La desaparición forzada de personas es un crimen contra la humanidad que implica la perpetuación de la violencia debido a la ausencia de los cuerpos. En 1998, el entonces juez Juan Guzmán acuñó el concepto de “secuestro permanente” para referirse, justamente, a la naturaleza de la desaparición forzada: un crimen que no se limita a su acto ejecutorio, sino que su perpetración no se detiene hasta no conocer el destino de la víctima.

En Chile, las políticas de memoria y derechos humanos han intentado abordar esta compleja situación por medio de iniciativas que han logrado resultados parciales y controvertidos.
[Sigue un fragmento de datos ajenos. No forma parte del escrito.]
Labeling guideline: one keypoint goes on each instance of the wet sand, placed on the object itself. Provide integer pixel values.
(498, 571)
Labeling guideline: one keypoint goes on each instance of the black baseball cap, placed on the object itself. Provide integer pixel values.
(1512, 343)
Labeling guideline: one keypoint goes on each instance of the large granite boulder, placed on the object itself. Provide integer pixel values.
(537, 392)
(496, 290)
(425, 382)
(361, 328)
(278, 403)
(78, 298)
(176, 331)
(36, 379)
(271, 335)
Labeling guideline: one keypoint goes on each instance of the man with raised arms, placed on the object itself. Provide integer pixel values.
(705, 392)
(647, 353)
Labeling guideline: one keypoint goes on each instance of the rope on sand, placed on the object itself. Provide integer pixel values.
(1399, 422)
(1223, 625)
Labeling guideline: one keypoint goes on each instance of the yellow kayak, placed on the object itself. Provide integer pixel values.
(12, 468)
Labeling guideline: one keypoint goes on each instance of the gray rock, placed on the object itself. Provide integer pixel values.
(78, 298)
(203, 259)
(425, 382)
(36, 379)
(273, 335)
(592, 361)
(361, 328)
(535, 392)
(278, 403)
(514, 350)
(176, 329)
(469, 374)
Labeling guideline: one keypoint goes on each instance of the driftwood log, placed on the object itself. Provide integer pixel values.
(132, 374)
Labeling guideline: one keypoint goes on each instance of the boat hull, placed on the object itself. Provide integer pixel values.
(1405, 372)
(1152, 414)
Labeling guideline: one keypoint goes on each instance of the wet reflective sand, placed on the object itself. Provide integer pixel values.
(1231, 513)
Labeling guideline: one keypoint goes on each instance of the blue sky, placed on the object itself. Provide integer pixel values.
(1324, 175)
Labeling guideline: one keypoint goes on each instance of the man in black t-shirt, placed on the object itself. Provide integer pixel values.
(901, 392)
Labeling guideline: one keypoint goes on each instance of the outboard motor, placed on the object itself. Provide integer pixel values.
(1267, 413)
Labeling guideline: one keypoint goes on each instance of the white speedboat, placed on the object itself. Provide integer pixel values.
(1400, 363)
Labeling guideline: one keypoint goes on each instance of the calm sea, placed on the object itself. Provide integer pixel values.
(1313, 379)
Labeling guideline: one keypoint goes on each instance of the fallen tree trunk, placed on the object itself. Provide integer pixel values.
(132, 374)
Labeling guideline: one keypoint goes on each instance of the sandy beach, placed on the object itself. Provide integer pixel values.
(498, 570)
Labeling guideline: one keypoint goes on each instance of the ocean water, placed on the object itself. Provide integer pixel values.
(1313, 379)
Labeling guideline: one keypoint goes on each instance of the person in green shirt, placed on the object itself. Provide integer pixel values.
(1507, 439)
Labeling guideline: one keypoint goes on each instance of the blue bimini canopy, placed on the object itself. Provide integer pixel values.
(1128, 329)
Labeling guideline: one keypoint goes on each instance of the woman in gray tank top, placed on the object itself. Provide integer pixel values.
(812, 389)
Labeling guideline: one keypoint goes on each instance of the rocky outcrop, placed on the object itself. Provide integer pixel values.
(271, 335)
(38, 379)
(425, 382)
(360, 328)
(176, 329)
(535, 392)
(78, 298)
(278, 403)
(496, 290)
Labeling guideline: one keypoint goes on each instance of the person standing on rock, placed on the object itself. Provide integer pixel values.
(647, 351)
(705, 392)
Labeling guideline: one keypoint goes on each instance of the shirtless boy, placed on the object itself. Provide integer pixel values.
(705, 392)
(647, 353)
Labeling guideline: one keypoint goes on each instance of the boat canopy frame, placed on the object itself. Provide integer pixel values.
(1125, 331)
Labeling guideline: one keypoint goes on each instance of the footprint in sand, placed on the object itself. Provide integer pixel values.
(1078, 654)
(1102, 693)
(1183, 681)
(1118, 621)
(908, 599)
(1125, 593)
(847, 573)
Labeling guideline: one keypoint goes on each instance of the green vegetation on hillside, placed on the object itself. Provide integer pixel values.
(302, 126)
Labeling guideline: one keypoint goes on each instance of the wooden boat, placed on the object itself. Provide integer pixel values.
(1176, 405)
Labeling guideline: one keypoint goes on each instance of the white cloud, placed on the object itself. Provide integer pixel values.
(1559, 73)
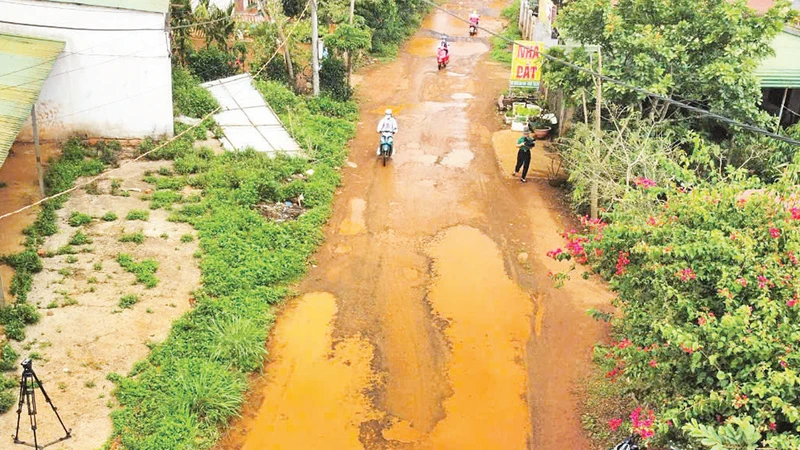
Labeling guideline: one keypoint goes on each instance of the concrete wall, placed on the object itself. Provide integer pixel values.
(114, 84)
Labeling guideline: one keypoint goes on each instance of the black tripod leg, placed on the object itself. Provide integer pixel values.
(23, 389)
(55, 410)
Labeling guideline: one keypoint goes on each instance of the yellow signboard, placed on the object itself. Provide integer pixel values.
(526, 64)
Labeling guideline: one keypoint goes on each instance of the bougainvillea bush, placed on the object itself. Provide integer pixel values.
(707, 334)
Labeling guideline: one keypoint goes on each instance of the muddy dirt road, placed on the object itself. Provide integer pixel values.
(428, 321)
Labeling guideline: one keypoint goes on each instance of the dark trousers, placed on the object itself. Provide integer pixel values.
(524, 161)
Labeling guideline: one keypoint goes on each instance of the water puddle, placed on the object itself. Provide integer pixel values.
(355, 223)
(488, 325)
(460, 157)
(315, 396)
(462, 96)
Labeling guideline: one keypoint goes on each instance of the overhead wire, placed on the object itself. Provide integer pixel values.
(702, 112)
(160, 146)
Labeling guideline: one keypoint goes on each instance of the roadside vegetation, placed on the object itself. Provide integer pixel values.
(696, 229)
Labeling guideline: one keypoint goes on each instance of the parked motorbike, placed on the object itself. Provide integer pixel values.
(442, 58)
(386, 146)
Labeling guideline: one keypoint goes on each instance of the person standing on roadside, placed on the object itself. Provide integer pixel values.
(524, 144)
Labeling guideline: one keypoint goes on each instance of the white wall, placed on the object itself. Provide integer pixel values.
(114, 84)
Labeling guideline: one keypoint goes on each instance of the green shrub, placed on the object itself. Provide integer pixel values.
(127, 301)
(211, 64)
(8, 361)
(144, 271)
(137, 237)
(77, 219)
(189, 98)
(138, 214)
(708, 300)
(333, 79)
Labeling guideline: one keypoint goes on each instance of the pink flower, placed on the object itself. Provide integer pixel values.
(686, 274)
(644, 182)
(615, 423)
(622, 262)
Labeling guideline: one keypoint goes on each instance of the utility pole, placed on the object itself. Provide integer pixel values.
(593, 190)
(39, 170)
(347, 55)
(315, 45)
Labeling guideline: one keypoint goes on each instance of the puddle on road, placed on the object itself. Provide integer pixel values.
(462, 96)
(315, 396)
(488, 318)
(355, 223)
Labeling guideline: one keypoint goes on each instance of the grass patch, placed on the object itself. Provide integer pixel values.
(144, 271)
(80, 238)
(77, 219)
(138, 214)
(137, 237)
(193, 382)
(127, 301)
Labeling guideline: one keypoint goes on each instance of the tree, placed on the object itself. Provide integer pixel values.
(700, 51)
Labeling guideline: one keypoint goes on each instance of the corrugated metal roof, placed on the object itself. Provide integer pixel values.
(783, 69)
(25, 62)
(247, 120)
(160, 6)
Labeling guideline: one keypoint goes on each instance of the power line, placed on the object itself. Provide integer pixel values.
(62, 27)
(700, 111)
(107, 173)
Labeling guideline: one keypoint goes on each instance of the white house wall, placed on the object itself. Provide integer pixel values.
(114, 84)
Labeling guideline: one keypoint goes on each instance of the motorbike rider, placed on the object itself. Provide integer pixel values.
(474, 17)
(443, 45)
(387, 126)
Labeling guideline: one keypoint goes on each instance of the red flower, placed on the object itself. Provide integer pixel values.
(644, 182)
(622, 262)
(686, 274)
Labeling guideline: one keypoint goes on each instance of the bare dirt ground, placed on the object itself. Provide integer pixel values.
(84, 334)
(429, 320)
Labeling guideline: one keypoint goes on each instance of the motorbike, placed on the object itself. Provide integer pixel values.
(386, 146)
(442, 58)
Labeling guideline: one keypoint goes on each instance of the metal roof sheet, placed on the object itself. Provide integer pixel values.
(247, 120)
(25, 63)
(783, 69)
(159, 6)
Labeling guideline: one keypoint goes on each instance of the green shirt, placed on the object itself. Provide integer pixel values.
(526, 142)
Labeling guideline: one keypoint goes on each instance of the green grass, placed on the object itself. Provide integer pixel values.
(192, 383)
(127, 301)
(138, 214)
(77, 219)
(80, 238)
(144, 271)
(137, 237)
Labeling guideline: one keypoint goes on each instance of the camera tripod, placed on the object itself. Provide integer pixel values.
(27, 395)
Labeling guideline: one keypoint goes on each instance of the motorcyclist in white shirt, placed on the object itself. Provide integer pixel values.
(387, 126)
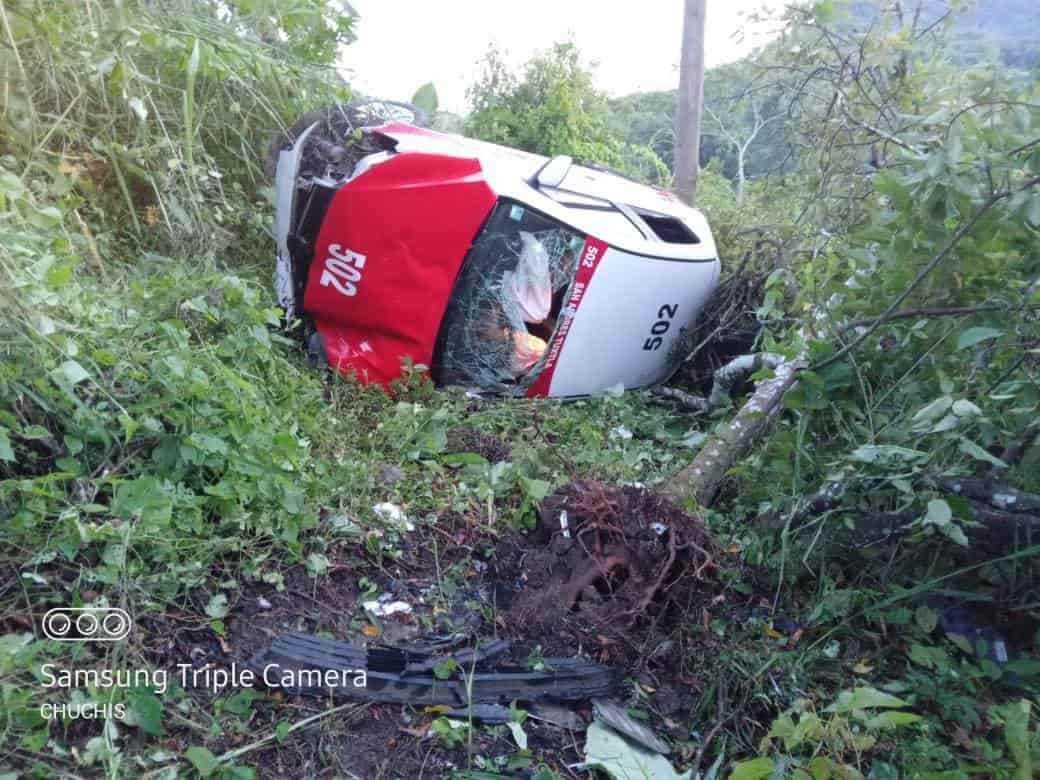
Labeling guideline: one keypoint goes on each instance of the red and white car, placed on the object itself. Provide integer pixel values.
(494, 267)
Primero, el Informe de la Comisión Nacional de Verdad y Reconciliación de 1991 (“Informe Rettig”) reconoció oficialmente la desaparición de más de mil personas. Sin embargo, las iniciativas posteriores en términos de búsqueda fueron fallidas: las pericias en el Patio 29 del Cementerio General (lugar donde los agentes de la dictadura inhumaron a muchas de las víctimas), resultaron en identificaciones erróneas y; los antecedentes entregados por las Fuerzas Armadas en la Mesa de Diálogo de 1999, respecto del paradero de las y los desaparecidos, fueron falsos. Todo esto ha significado una revictimización para los sobrevivientes y las familias, exponiendo la ineficiencia y desidia gubernamental en la materia.
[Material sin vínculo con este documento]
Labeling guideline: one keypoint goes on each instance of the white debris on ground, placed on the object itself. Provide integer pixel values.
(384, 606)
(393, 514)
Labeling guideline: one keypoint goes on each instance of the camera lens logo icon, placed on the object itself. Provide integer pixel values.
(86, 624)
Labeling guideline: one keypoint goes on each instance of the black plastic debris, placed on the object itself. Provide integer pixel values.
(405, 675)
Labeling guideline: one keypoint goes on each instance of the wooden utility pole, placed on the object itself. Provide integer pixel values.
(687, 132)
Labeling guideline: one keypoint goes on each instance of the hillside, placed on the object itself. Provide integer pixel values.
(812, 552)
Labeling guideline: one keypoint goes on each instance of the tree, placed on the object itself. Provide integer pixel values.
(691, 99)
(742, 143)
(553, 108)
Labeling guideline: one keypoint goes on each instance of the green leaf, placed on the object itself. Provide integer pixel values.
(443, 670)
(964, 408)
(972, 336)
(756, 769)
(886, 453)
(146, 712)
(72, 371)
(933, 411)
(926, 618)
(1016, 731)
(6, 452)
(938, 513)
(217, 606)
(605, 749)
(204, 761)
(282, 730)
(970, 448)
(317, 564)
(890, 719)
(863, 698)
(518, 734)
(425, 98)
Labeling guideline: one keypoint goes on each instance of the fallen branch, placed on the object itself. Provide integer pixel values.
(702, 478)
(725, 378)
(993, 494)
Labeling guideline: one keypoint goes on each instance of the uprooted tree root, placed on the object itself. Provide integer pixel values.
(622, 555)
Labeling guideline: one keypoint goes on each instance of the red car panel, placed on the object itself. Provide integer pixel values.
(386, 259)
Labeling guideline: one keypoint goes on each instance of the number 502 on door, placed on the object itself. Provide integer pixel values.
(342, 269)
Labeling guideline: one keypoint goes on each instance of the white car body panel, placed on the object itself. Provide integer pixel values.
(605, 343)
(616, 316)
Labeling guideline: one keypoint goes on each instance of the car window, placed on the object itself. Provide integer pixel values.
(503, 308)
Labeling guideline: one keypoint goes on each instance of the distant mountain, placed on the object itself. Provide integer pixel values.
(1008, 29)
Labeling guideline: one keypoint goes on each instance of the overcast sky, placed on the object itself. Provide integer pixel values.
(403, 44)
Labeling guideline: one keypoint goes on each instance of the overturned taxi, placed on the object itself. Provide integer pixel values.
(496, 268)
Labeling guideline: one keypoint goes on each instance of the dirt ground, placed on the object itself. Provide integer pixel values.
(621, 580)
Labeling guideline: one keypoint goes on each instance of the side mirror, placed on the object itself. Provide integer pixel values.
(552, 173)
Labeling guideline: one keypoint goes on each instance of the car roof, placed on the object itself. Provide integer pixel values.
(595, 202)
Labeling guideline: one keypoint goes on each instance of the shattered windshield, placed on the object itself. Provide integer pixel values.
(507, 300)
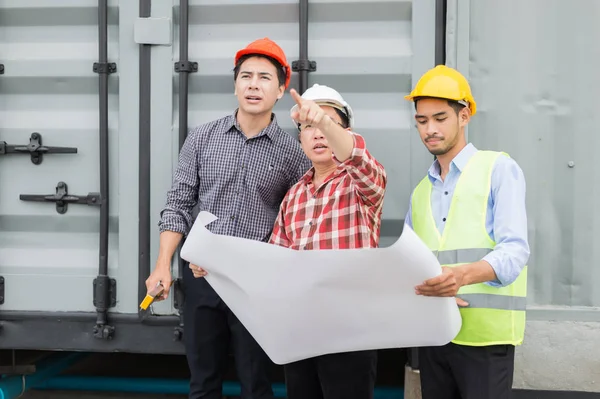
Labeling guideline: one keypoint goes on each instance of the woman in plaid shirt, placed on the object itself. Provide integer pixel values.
(337, 204)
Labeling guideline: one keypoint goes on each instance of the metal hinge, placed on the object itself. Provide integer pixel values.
(105, 67)
(101, 284)
(186, 66)
(35, 149)
(62, 198)
(304, 65)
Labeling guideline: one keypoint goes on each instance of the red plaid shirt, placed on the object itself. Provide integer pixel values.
(343, 213)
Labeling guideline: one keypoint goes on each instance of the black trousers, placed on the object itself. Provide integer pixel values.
(211, 331)
(336, 376)
(467, 372)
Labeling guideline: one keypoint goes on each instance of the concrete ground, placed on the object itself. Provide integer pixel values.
(390, 373)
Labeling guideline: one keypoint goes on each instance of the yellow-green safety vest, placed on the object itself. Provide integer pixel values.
(495, 315)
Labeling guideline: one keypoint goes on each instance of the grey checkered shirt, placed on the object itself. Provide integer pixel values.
(241, 181)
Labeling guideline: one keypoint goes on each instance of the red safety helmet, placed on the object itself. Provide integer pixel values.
(266, 46)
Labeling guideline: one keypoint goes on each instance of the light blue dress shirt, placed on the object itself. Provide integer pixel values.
(506, 219)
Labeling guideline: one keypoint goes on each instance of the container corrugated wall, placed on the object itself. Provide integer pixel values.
(368, 50)
(533, 68)
(48, 50)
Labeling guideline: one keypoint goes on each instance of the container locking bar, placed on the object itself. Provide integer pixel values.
(105, 67)
(35, 149)
(63, 198)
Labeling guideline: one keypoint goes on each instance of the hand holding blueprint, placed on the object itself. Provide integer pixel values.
(301, 304)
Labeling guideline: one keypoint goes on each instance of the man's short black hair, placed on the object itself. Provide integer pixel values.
(455, 105)
(280, 71)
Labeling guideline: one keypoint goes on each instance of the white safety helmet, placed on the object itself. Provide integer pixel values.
(325, 95)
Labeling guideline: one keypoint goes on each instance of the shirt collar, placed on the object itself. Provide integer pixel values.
(270, 131)
(459, 162)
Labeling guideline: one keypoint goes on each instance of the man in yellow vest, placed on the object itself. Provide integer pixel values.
(470, 210)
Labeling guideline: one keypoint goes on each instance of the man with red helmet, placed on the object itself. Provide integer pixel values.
(238, 168)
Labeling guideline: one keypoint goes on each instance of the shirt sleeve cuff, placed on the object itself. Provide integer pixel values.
(358, 152)
(493, 261)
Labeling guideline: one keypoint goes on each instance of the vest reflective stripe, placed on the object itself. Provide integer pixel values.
(490, 301)
(495, 315)
(468, 255)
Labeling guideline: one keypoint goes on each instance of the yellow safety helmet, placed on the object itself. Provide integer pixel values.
(444, 82)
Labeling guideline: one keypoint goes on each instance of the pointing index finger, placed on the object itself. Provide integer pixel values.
(296, 97)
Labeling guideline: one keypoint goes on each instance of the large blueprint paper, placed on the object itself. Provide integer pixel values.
(300, 304)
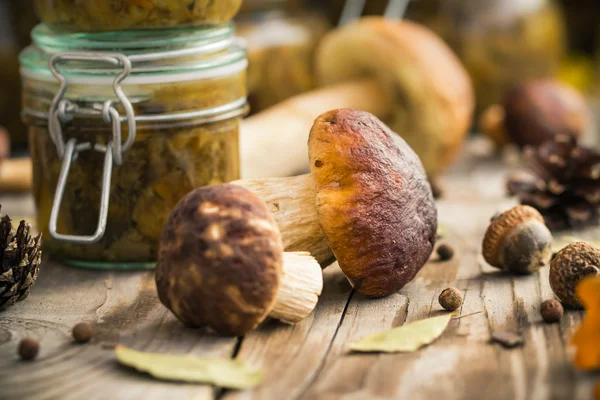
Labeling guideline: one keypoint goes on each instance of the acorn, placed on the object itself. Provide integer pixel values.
(573, 263)
(518, 241)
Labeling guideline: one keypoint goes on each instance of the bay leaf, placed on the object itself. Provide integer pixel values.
(226, 373)
(406, 338)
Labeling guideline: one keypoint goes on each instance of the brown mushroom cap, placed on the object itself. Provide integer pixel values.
(220, 260)
(505, 226)
(432, 90)
(573, 263)
(539, 110)
(375, 204)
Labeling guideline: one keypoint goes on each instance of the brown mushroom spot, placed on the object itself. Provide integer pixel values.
(220, 260)
(573, 263)
(374, 201)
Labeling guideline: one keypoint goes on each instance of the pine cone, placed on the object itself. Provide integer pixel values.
(20, 257)
(562, 183)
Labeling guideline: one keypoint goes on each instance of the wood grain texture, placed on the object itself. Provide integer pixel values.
(310, 360)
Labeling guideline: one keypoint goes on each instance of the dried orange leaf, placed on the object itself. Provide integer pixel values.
(405, 338)
(587, 338)
(226, 373)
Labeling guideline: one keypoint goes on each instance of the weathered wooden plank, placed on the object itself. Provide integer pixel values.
(309, 360)
(126, 309)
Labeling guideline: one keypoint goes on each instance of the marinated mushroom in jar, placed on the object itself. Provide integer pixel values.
(115, 15)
Ahora bien, en los seminarios en torno al Plan de Búsqueda que la Subsecretaría de DDHH lleva a cabo la colaboración de la Universidad Católica Silva Henríquez se ha generado un interesante espacio de reconocimiento para diversas inquietudes. Aunque el actual Plan Nacional de Búsqueda de personas víctimas de desaparición forzada responde a una lógica diferente (al ser parte de la agenda de un gobierno que adopta los derechos humanos como una perspectiva fundamental de su quehacer político), la pregunta por los efectos sociales de esta nueva política emerge como una inquietud concreta respecto de su eficacia.

Por una parte, los estudios sobre la memoria y los derechos humanos señalan que estos procesos de pesquisa -inscritos en el denominado “giro forense”- demandan un ejercicio de rehistorización de los hechos de violencia, lo cual trae al presente controversiales disputas políticas, afectivas y éticas acerca de un pasado que no está cerrado. En ese sentido, los posibles hallazgos de este Plan demostrarán que las fronteras temporales entre el pasado dictatorial y el presente democrático están permeadas por injusticias que atraviesan a la sociedad en su conjunto con connotaciones variadas en sus distintos estratos generacionales.

Por otro lado, en tanto política pública, el Plan requerirá materializar acciones no sólo entre actores del Estado, sino que, además, con la sociedad civil, la cual, representada por las agrupaciones de víctimas y familiares, es escéptica respecto de las posibilidades concretas que esta nueva estrategia gubernamental posea. Desde esa visual, uno de los principales objetivos deberá ser la generación de confianzas. Por último, el alcance político del Plan será un asunto determinante, en especial, respecto de la capacidad para conseguir información de sectores con antecedentes relevantes, pero que están más allá de los actores “convencidos”, es decir, de los agentes militares y policiales.

En definitiva, el valor de este Plan reside en la necesaria genealogía de la violencia de Estado que permita reconocer cómo las huellas de la desaparición se perciben cotidianamente en el dolor de la ausencia y en la vergüenza de no lograr verdad y justicia. Pero también tiene que ver con su condición de herramienta política para abrir espacios de discusión pública que posibiliten la obtención de nuevos antecedentes. En ese sentido, el Plan debe reconocerse como una fuerza movilizadora de verdad, justicia y memoria, con el objetivo de restituir la dignidad humana de una sociedad completa que fue (y sigue siendo) dañada por la desaparición forzada.